Health Checks
Health checks are the core of Rackscope's monitoring system. They define PromQL queries that are evaluated against Prometheus data to determine the health state (OK / WARN / CRIT / UNKNOWN) of every device and rack in your infrastructure.

Rackscope does not collect metrics itself. Every check is a live PromQL query sent to your Prometheus instance. The check system is entirely configuration-driven: checks are defined in YAML, bound to hardware templates, and evaluated in batches by the Telemetry Planner to avoid query explosion.
How Health Checks Work
The evaluation pipeline for a single device is:
- The Telemetry Planner collects all node IDs for every check that is referenced by at least one device template currently loaded in the topology.
- For each check, it builds a batch PromQL query replacing placeholders (
$instances,$chassis,$racks,$jobs) with the relevant IDs from the topology. - The query result is a Prometheus instant vector. Each returned time series is matched against the check's
ruleslist in order. - The first rule whose condition is satisfied sets the health state for that time series. If no rule matches, the state is OK.
- If a node is absent from the query result (no data), its state is UNKNOWN (or the configured
unknown_state). - States are aggregated upward through the physical hierarchy (see section below).
Because queries are batched across all nodes, a single Prometheus query can cover an entire aisle of hundreds of servers. Rackscope never sends one query per device.
Health State Aggregation
Health states propagate from individual instances up to the top of the hierarchy. At every level, the worst state wins.
Instance (Prometheus node)
↓ worst state
Device (chassis node, slot)
↓ worst state
Rack
↓ worst state
Room
↓ worst state
Site
The severity order from worst to best is:
| State | Priority | Meaning |
|---|---|---|
| CRIT | 1 (worst) | At least one critical check failed |
| WARN | 2 | At least one warning check failed, no CRIT |
| UNKNOWN | 3 | No data returned or check error |
| OK | 4 (best) | All checks pass |
Example: A rack containing 40 nodes where 1 node has an IPMI temperature CRIT and 3 nodes have fan speed WARNs will display as CRIT at the rack level. Drilling down to the rack view reveals which device is CRIT; drilling into the device shows which check triggered it.
Check File Layout
Checks are organized in a folder-based library under config/checks/library/. Each file groups related checks by hardware family:
config/checks/library/
up.yaml # Core availability (node_up, recent reboot)

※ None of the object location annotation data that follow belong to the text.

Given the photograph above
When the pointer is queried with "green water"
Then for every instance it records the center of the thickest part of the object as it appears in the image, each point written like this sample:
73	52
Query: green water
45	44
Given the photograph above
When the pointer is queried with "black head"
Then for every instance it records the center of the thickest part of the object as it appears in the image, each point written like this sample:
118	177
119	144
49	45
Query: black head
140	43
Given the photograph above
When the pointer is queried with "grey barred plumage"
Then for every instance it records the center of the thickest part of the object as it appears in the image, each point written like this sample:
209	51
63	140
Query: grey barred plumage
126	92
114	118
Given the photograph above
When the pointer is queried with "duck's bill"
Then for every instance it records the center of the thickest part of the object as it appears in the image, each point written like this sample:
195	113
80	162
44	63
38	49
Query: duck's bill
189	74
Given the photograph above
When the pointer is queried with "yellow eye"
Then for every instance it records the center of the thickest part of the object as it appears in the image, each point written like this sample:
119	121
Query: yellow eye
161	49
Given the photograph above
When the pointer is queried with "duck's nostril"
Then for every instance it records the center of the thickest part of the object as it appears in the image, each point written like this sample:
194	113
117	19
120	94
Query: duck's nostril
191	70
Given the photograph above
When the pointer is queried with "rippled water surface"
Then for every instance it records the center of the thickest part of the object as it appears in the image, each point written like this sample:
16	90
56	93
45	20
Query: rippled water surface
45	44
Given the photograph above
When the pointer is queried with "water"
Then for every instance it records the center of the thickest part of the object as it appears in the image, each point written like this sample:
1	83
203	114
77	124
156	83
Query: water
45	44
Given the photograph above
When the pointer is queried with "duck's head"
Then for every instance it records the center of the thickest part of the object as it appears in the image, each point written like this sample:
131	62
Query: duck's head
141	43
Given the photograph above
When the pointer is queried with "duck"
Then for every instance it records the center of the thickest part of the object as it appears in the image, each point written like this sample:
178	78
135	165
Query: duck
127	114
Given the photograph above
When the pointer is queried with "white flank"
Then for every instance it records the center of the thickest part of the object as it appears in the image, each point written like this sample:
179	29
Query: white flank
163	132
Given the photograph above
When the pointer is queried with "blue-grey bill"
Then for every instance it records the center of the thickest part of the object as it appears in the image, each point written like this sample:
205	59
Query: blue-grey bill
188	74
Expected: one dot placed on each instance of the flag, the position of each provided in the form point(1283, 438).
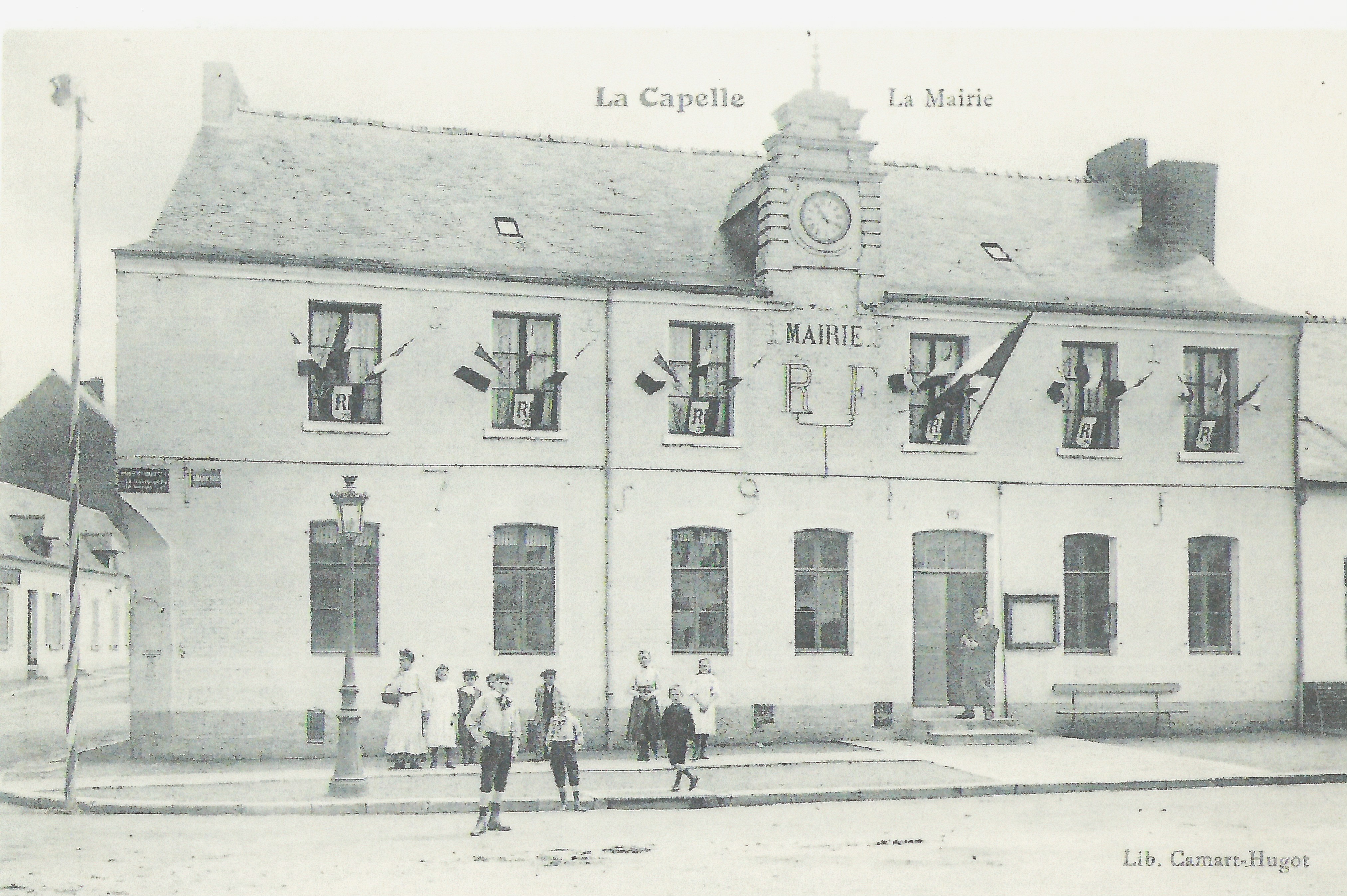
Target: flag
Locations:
point(649, 384)
point(1251, 394)
point(383, 366)
point(981, 371)
point(665, 366)
point(473, 379)
point(305, 359)
point(487, 356)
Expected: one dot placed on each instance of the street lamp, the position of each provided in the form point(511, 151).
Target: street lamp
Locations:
point(349, 775)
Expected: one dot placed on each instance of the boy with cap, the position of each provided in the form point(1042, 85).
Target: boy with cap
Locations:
point(545, 706)
point(496, 725)
point(468, 696)
point(678, 728)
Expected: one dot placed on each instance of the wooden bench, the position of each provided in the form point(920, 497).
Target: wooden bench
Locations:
point(1092, 708)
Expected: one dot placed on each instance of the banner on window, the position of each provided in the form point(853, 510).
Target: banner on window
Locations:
point(524, 410)
point(1085, 433)
point(701, 417)
point(1206, 432)
point(341, 403)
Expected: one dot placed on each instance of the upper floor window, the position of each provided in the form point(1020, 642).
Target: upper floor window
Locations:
point(1088, 595)
point(524, 589)
point(329, 588)
point(821, 591)
point(1090, 411)
point(934, 359)
point(701, 573)
point(1210, 418)
point(526, 390)
point(701, 402)
point(1210, 593)
point(345, 343)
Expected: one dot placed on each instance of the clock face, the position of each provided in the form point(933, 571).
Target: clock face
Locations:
point(825, 216)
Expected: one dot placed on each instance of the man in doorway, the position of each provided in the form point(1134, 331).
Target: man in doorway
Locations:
point(978, 664)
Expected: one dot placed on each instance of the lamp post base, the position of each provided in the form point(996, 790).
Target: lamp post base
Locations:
point(349, 777)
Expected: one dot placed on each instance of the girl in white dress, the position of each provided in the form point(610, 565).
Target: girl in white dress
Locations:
point(442, 724)
point(406, 740)
point(705, 693)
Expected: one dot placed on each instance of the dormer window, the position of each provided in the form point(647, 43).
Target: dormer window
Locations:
point(30, 530)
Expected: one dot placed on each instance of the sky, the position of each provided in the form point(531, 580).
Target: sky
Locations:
point(1267, 107)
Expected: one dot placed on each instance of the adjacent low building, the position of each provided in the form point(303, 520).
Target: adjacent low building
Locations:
point(609, 398)
point(36, 588)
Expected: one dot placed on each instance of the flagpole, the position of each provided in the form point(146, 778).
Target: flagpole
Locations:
point(988, 397)
point(61, 96)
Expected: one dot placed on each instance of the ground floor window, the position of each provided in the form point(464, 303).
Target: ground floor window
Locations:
point(1210, 593)
point(524, 592)
point(331, 572)
point(1086, 593)
point(821, 591)
point(56, 628)
point(701, 577)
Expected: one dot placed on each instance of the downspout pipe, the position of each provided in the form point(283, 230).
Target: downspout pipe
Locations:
point(1300, 502)
point(608, 518)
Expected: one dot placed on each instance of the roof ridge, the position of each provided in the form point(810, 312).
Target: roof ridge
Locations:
point(508, 135)
point(1020, 176)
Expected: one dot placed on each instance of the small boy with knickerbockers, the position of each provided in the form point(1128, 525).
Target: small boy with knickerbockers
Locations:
point(678, 729)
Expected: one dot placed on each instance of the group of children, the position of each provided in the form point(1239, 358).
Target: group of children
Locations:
point(436, 717)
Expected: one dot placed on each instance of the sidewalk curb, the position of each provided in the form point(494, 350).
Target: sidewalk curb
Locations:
point(659, 802)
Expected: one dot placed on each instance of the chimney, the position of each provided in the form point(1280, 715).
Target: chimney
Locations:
point(220, 93)
point(1179, 205)
point(1121, 165)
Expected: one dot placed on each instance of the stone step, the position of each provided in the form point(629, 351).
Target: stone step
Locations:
point(990, 737)
point(964, 724)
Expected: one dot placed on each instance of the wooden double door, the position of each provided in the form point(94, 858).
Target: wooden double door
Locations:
point(949, 583)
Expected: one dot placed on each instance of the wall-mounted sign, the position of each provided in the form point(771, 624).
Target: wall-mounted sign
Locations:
point(153, 480)
point(205, 479)
point(849, 336)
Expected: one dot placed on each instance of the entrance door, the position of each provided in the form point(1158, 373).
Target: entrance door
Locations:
point(33, 631)
point(949, 583)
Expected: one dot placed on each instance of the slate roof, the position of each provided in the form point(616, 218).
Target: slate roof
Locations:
point(19, 502)
point(1323, 410)
point(277, 188)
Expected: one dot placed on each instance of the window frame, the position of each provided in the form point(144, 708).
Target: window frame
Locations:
point(1075, 620)
point(316, 398)
point(917, 409)
point(817, 572)
point(499, 386)
point(524, 599)
point(1075, 398)
point(1232, 547)
point(364, 647)
point(1198, 386)
point(697, 610)
point(694, 384)
point(55, 628)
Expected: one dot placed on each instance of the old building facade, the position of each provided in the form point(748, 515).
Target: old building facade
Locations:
point(693, 403)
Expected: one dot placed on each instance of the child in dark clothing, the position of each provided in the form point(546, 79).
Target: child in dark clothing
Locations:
point(678, 729)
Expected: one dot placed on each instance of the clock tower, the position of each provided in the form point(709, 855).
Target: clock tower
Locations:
point(810, 216)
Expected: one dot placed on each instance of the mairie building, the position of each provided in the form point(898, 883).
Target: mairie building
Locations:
point(608, 398)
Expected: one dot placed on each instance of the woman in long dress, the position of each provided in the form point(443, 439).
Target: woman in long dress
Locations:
point(705, 693)
point(406, 739)
point(442, 721)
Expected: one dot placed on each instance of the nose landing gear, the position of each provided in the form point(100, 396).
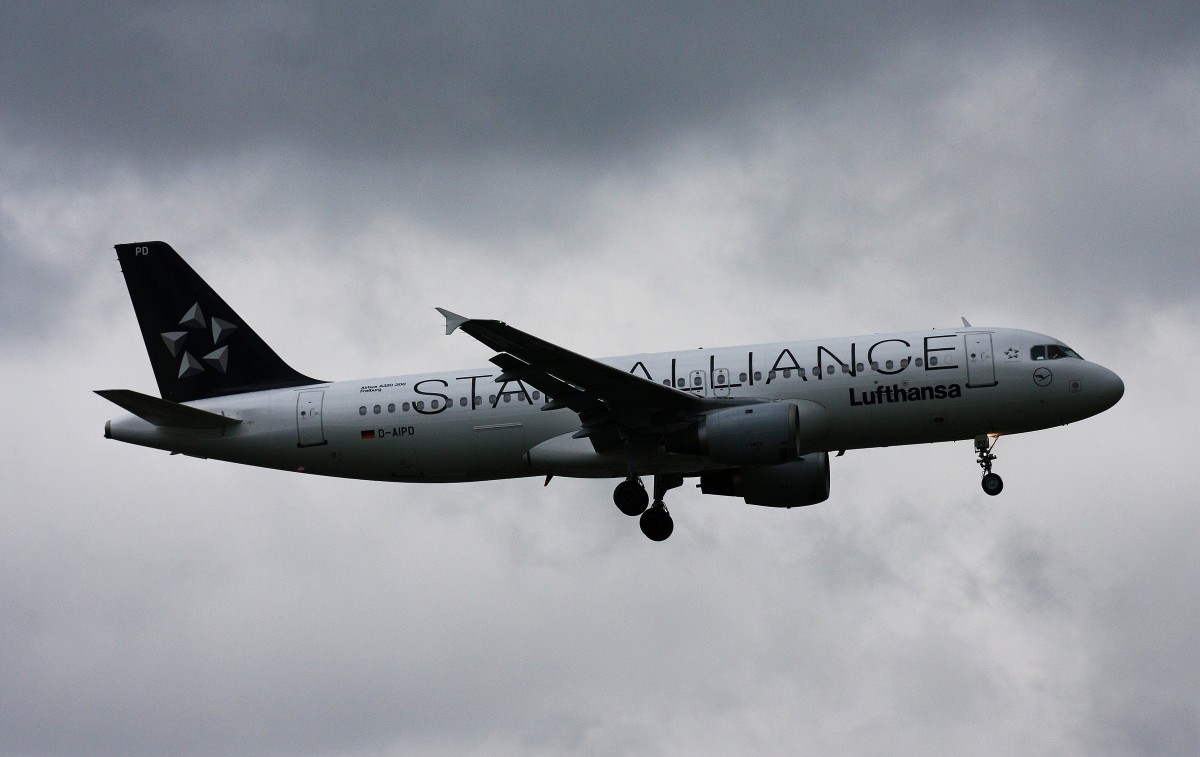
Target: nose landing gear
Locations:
point(991, 482)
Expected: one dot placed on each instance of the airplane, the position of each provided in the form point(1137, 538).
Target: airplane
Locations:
point(757, 422)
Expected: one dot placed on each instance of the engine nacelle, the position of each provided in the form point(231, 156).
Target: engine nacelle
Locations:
point(797, 484)
point(754, 434)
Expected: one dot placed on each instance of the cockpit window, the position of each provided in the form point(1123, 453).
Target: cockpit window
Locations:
point(1053, 352)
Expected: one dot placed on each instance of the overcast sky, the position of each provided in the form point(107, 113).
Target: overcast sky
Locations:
point(616, 178)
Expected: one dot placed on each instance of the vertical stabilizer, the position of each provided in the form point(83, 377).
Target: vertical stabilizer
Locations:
point(198, 346)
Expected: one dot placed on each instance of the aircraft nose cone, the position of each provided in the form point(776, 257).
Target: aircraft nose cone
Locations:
point(1111, 388)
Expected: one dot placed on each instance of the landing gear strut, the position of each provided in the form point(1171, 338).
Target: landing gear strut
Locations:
point(630, 497)
point(991, 482)
point(657, 522)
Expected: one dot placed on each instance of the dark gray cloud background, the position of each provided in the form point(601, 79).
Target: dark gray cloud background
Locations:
point(615, 178)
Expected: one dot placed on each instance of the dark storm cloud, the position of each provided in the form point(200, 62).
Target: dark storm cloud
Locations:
point(623, 175)
point(145, 80)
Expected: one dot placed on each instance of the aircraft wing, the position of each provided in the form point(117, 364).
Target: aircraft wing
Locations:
point(611, 403)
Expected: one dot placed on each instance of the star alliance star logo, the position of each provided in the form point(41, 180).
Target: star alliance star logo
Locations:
point(196, 325)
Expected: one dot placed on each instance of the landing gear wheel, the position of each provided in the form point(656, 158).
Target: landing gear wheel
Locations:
point(657, 522)
point(630, 497)
point(991, 484)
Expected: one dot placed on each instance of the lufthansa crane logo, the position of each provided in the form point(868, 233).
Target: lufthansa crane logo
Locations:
point(196, 328)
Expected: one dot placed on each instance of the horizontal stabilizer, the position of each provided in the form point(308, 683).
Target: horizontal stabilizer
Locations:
point(453, 320)
point(165, 412)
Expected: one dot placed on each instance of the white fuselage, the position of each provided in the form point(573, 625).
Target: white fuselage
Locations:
point(877, 390)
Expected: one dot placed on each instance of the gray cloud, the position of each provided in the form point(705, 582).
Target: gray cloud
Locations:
point(615, 179)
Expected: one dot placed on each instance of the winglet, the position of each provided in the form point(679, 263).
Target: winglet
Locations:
point(453, 320)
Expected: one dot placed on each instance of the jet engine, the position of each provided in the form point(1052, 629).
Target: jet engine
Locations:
point(797, 484)
point(754, 434)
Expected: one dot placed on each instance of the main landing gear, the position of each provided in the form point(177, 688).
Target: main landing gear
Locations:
point(991, 482)
point(633, 499)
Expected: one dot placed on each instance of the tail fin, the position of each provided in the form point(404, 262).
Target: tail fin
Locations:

ipmi.yaml # IPMI hardware sensors
eseries.yaml # NetApp E-Series storage
pdu.yaml # PDU power monitoring
switch.yaml # Network switch health
Each file has the structure:
checks:
- id: my_check_id
name: Human readable name
scope: node
kind: server
expr: my_metric{instance=~"$instances"}
output: bool
rules:
- op: "=="
value: 0
severity: CRIT
Multiple check files are merged at startup into a single ChecksLibrary in memory. The id field must be globally unique across all files.
Check Field Reference
id
Type: string — Required
Unique identifier for this check across the entire library. Used to bind checks to templates via the checks: list on a DeviceTemplate or RackTemplate.
id: node_up
Convention: use snake_case, prefix with the subsystem name (ipmi_, eseries_, pdu_).
name
Type: string — Required
Human-readable display name shown in the UI (Checks Editor, device detail view, alert lists).
name: Node up
scope
Type: "node" | "chassis" | "rack" — Required
Controls which set of IDs is substituted into the PromQL placeholder:
| Scope | Placeholder | Description |
|---|---|---|
node | $instances | Individual Prometheus instance names (one per compute node, storage controller, etc.) |
chassis | $chassis | Chassis identifiers for multi-node devices |
rack | $racks | Rack identifiers for infrastructure-level checks (PDUs, cooling) |
A node-scoped check runs once per device and evaluates the health of individual instances. A rack-scoped check evaluates infrastructure attached to the rack as a whole.
kind
Type: string | null — Optional
A grouping tag used for filtering and display in the UI. Common values used in the built-in library:
| Kind | Used for |
|---|---|
core | Basic availability checks (node_up, reboot) applied to all servers |
ipmi | IPMI hardware sensor checks |
eseries | NetApp E-Series storage checks |
server | General server health checks |
switch | Network switch checks |
storage | Generic storage checks |
pdu | Power distribution unit checks |
cooling | Cooling and thermal checks |
network | Network interface checks |
The kind field is free-form — you can define your own values for custom check families.
expr
Type: string — Required
A PromQL expression with Rackscope placeholders. The Telemetry Planner replaces placeholders with actual IDs from the topology before sending the query to Prometheus.
Placeholders:
| Placeholder | Replaced with | Example result |
|---|---|---|
$instances | node01|node02|node03|... | up{instance=~"node01|node02|node03"} |
$chassis | Chassis IDs | chassis_metric{chassis=~"chassis01|chassis02"} |
$racks | Rack IDs | pdu_power{rack=~"r01-01|r01-02"} |
$jobs | Slurm job IDs | slurm_job_state{job=~"12345|12346"} |
The instance=~"$instances" pattern is the most common. It matches any instance whose name is in the batched regex. Never use a static instance name in a check expression — always use a placeholder.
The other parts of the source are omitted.